Thursday, December 10, 2009
The Lost Symbol, by Dan Brown
I actually read this just before our recent move. I needed something to relax me after another day of kids bouncing off the walls without some of their favorite possessions. I didn't have a t.v. anymore and I didn't want to check out a library book and possibly have it packed into a box by accident. So I went to the local boxmart and hemmed and hawed. I usually like to try before I buy, however I remembered enjoying The Da Vinci Code, and with the recurring character Prof. Langdon making another appearance in The Lost Symbol, I figured I wasn't going to regret the money I laid down. And I didn't.
Mr. Brown's frenetic pace and constant scene switching make their presence immediately felt as the reader follows Robert Langdon through the depths of the U.S. Capitol building and other locales in Washington D.C.. Again, there is a desperate life-or-death race against time in which Prof. Langdom must solve arcane hints in order to satisfy a madman who has abducted a dear friend. I won't give the ending or much of the plot away, but THIS time I actually managed to predict WHERE 'the end' would take place a few chapters before the final cover.

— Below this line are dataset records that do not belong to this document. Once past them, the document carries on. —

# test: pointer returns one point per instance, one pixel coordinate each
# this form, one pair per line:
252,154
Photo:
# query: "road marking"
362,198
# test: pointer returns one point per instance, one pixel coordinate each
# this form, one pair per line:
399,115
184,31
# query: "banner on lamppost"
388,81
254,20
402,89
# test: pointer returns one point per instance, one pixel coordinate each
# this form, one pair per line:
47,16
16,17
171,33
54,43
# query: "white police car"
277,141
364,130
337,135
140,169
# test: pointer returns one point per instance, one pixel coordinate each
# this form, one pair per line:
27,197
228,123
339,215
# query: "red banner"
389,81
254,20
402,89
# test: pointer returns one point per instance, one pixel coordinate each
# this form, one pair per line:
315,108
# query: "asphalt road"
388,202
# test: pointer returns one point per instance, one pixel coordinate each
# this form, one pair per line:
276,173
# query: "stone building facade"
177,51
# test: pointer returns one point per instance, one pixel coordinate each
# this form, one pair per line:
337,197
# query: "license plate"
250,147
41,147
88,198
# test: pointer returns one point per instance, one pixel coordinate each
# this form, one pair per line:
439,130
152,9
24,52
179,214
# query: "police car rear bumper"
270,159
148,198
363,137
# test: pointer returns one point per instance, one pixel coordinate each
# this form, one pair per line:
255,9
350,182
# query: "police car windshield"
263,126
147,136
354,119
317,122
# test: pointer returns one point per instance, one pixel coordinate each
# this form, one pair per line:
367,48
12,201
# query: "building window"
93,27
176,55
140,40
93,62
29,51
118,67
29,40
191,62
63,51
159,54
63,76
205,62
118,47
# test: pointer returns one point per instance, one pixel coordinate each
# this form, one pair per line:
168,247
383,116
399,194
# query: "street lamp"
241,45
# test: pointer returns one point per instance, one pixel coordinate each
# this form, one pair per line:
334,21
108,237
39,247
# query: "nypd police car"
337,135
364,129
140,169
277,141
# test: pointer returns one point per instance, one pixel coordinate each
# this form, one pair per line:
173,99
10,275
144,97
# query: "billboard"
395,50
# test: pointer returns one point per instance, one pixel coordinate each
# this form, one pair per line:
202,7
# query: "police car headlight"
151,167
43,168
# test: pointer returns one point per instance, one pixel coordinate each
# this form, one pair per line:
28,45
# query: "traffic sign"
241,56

As I have mentioned in other reviews, I hate frequent flashbacking. One or two is fine if you need to reveal something about a character's past, but constant back and forth interrupts the flow of the story. Dan Brown ALMOST did it too much for my taste in this book, but at least when he did, there was usually a crucial concept or detail to reveal.
Once again, the book reads more like a screenplay than a novel. It guarantees a page-turner the first time around. Unfortunately, this book, like The Da Vinci Code and Angels and Demons, is like a magic trick once you've learned how it's done; a second time around just isn't as exciting.
I would advise parents to give this book a look-see before handing it over to their teens. There are some nasty murders/deaths in the story and parents probably ought to monitor the amount of graphic violence their kids are exposed too.
Still, it was, as my father says, "a good read".